July
07th
  5:48:48 AM

Children protect against divorce contagion

A study showing the contagious nature of divorce among social networks has been receiving a good bit of attention this week. Not only friends, siblings and people you work with, but also friends of friends are more likely to divorce if you do. Children can protect you from this contagion (although not, apparently, from more direct causes of divorce) -- the more children the better.

The report is based on the Framingham Heart Study -- a longitudinal study of the population of a small Massachusetts town near Boston which was started in 1948 to investigate risk for heart disease. Now it seems to shed some light on matters of the heart in a figurative sense -- focusing again on “disease”.

The Guardian summarises:

The researchers have called it "divorce clustering" and say that a split up between immediate friends increases your own chances of getting divorced by 75%. The effect drops to 33% if the divorce is between friends of a friend, what the researchers call two degrees of separation, then disappears almost completely at three degrees of separation. It is not only the marital status of friends but also siblings and colleagues which has a significant effect on how long your own marriage might last. Breaking up will catch on among your friends, and the more divorcees you know, the higher your own chances of becoming one.

The bit about children seems contradictory at first, but, after reading the whole report, the story seems to be this: statistically, the presence of children in a marriage did not correlate with a lower divorce rate; but when the researchers looked at the interaction between the divorce status of an “alter” (friend, sibling, co-worker) and the number of children an “ego” (the focal persons in the study) has, they found that each additional child significantly “reduces the effect of alter’s divorce status on ego’s likelihood of getting divorced.” The authors continue:

For couples with no children the effect is much stronger than average—an alter who is divorced nearly sextuples the risk of divorce in the ego (593%, C.I. 106% to 1593%). But by the time a person has a third child, the effect of alter’s divorce status becomes insignificant (84%, C.I. –33% to 306%) and by the fifth child it completely vanishes (–4%, C.I. –86% to 233%). These results suggest that the protective effect of children acts specifically on a parent’s susceptibility to influence by peers who have gotten divorced.
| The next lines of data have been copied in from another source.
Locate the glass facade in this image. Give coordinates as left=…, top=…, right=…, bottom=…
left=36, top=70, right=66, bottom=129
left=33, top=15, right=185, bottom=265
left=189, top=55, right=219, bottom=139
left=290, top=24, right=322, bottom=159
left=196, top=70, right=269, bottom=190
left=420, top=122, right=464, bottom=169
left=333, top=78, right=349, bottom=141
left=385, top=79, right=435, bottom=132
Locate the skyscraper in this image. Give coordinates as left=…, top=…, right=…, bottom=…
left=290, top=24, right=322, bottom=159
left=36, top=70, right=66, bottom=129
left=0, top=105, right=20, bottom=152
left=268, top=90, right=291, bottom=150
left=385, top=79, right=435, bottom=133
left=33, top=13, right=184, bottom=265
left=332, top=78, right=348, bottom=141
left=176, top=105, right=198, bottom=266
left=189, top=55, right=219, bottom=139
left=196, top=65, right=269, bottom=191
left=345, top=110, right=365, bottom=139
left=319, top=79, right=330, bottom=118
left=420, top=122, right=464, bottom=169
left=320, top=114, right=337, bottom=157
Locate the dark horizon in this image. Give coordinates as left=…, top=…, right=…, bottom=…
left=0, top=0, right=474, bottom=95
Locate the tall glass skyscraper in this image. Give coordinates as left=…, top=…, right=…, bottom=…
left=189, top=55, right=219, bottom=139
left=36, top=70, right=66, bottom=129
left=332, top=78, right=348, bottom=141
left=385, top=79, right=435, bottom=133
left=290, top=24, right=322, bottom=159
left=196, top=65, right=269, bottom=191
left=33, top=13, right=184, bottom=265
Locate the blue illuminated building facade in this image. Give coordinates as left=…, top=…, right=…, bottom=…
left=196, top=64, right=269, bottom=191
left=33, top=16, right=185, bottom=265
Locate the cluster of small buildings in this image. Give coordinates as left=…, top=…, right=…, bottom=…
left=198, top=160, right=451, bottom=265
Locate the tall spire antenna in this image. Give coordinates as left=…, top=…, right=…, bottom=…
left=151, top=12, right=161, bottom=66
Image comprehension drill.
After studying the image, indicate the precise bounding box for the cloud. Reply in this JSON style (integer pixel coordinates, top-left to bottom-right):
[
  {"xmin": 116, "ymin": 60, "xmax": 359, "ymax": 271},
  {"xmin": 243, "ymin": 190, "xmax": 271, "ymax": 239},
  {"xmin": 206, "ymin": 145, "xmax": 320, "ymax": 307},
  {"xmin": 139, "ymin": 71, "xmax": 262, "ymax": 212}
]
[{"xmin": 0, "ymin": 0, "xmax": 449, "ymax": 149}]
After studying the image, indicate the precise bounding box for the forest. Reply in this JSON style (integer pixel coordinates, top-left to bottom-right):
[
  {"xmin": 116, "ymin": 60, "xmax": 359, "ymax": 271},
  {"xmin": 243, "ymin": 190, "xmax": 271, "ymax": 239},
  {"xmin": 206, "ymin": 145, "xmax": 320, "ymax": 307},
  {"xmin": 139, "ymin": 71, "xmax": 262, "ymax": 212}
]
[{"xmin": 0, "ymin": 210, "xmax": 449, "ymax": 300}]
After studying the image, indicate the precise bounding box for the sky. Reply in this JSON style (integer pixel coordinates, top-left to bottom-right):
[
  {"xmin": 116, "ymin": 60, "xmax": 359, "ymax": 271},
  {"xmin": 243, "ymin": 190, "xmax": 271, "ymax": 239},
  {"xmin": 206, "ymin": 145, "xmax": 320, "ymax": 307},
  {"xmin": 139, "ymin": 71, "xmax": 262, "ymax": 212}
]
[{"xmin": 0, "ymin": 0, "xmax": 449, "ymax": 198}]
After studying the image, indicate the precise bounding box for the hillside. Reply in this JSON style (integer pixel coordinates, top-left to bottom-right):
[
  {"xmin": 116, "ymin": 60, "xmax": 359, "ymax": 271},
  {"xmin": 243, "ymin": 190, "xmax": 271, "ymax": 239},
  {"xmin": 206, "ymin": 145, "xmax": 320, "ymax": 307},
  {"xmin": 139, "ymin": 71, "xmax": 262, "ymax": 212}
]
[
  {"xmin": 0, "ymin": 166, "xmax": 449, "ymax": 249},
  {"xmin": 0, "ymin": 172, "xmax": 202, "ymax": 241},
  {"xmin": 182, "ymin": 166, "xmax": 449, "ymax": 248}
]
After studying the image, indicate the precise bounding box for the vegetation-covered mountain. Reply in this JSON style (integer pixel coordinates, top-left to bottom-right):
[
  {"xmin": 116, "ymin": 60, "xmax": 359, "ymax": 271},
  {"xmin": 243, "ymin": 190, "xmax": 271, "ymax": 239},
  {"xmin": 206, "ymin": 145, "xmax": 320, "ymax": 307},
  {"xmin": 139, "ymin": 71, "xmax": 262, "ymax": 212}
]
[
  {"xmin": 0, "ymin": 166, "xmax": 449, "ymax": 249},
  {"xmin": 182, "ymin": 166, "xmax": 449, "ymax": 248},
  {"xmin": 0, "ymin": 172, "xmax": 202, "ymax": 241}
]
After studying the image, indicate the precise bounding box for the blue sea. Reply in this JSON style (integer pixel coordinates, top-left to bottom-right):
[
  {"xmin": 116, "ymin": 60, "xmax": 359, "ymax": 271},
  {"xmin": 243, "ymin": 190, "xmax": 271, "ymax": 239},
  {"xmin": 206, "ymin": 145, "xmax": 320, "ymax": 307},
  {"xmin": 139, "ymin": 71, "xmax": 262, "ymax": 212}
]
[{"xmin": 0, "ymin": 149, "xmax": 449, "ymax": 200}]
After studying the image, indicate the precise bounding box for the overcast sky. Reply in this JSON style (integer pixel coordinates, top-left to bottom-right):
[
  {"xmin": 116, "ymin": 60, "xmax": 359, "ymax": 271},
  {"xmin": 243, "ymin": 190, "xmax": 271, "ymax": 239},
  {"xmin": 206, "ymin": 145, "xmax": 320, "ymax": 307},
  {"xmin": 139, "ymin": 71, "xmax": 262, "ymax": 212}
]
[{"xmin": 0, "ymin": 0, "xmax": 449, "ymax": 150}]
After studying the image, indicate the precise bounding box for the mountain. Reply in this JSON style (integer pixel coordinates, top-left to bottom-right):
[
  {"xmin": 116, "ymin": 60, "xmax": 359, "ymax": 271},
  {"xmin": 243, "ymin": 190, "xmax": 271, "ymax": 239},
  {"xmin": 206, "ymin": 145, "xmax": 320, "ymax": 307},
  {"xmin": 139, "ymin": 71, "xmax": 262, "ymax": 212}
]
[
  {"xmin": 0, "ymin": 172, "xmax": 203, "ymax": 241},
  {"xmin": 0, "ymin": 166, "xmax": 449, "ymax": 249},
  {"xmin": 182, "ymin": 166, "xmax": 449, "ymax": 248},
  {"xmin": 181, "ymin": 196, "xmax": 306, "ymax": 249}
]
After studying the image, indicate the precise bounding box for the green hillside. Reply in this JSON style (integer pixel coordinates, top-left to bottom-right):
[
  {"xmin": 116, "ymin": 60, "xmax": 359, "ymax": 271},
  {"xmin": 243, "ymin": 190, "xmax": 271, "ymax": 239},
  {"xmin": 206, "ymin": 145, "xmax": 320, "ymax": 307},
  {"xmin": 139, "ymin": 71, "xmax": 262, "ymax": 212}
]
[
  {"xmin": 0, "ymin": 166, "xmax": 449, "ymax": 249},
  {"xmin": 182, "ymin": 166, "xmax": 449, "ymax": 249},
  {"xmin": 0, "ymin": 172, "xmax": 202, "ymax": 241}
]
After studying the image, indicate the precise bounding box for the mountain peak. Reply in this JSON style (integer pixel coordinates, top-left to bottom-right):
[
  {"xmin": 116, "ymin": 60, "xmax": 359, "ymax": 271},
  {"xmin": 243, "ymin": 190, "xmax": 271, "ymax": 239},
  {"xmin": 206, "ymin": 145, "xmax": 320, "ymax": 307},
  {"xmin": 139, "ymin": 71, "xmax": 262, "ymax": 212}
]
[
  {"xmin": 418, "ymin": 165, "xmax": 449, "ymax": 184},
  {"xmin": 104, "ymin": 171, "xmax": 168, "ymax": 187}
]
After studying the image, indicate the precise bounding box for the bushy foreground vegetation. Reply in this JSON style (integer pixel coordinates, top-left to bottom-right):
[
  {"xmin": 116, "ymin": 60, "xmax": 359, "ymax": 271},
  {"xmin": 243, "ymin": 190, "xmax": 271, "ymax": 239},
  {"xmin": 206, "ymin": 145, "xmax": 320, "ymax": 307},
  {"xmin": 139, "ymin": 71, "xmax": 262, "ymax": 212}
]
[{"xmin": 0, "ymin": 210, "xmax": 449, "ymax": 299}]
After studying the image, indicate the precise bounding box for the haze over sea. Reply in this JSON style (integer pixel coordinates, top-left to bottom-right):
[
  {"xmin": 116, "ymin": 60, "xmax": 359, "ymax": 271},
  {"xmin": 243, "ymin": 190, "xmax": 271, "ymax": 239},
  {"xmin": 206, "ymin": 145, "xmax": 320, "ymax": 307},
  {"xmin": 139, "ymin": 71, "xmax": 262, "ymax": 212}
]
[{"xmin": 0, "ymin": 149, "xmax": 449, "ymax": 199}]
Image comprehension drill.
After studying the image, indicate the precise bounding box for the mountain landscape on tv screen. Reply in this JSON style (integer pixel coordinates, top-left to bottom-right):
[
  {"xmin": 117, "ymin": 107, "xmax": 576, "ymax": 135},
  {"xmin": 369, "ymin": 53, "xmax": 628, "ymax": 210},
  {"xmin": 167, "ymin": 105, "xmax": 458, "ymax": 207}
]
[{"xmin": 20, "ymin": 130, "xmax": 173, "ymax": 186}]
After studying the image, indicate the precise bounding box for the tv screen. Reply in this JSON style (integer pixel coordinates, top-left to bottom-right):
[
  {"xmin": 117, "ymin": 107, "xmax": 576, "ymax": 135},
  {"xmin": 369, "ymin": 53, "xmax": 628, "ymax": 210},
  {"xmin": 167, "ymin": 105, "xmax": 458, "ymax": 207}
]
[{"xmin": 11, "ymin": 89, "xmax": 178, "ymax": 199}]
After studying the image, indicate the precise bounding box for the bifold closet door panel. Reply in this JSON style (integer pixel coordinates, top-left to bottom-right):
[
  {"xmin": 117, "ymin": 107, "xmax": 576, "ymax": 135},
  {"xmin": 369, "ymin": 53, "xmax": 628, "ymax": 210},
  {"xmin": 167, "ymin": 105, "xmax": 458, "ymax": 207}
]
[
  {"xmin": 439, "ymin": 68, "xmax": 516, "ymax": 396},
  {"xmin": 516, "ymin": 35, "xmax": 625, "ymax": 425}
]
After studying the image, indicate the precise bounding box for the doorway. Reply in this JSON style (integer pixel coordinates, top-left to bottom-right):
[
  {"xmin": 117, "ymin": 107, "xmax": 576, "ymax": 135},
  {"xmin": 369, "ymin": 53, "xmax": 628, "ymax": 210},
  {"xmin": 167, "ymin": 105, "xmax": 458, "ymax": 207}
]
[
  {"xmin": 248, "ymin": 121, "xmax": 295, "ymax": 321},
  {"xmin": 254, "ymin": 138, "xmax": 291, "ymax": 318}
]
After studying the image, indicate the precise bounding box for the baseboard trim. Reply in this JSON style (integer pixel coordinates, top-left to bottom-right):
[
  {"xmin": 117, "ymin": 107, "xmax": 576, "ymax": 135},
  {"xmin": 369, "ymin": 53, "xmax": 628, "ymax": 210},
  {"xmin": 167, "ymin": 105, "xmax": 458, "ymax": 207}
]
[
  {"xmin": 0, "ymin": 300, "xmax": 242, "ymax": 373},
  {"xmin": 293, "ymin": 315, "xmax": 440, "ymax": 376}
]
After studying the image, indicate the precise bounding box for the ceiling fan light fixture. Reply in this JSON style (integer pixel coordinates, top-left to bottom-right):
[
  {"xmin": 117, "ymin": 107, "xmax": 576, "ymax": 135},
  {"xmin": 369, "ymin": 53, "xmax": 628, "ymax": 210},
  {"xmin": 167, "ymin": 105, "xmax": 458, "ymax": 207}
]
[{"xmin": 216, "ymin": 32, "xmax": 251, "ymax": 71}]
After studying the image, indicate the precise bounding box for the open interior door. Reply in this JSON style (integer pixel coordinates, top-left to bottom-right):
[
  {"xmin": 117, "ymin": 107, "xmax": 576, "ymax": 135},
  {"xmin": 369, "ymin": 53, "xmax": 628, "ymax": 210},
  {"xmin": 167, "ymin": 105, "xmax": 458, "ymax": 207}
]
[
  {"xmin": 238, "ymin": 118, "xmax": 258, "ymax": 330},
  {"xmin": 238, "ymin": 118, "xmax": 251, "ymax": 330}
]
Here is another interesting snippet about the effect of social networks on fertility and adolescent sex:

Romantic and sexual practices as diverse as contraceptive use, sexual behaviors, and fertility decisions are all strongly influenced by the existence of these behaviors within one’s network. So divorce fits in with a pattern wherein such seemingly individualistic and intimate matters are in fact partly determined by collective, social network processes. For example, one study of 8,000 American families followed since 1968 found that the probability that a person will have a child rises substantially in the two years after his or her sibling has a child; the effect is not merely a shift in timing, but a rise in the total number of children a person chooses to have (Kuziemko, 2009). Similar effects have been documented in the developing world where decisions about how many children to have and whether to use contraception spread across social ties (Bloom, 2008). And, as an example of the spread of sexual behaviors, adolescents who believe that their peers would look favorably on being sexually active are more likely to have casual, non-romantic sex (Manning et al., 2005).

Obviously, there is an upside to social contagion as well as a downside.

Given the high prevalence of divorce -- the study says 50 per cent of marriages in the US end in divorce within the first 15 years -- the authors talk about the importance of the social dimension in programmes designed to protect adults and children from the effects of divorce. (People who divorce tend to lose friends.) Successful interventions could lower the risk of divorce for children whose parents split up, they say.

Finally the authors point out that “attending to the health of one’s friends’ marriages serves to support and enhance the durability of one’s own relationship. Depending on one’s children to provide such protection remains largely futile. Marriages endure within the context of communities of healthy relationships and within the context of social networks that encourage and support such unions.”

It would be important, too -- would it not? -- that such support reaches to the highest levels of society, and that economic and educational policies, among others, are geared to the support of marriage.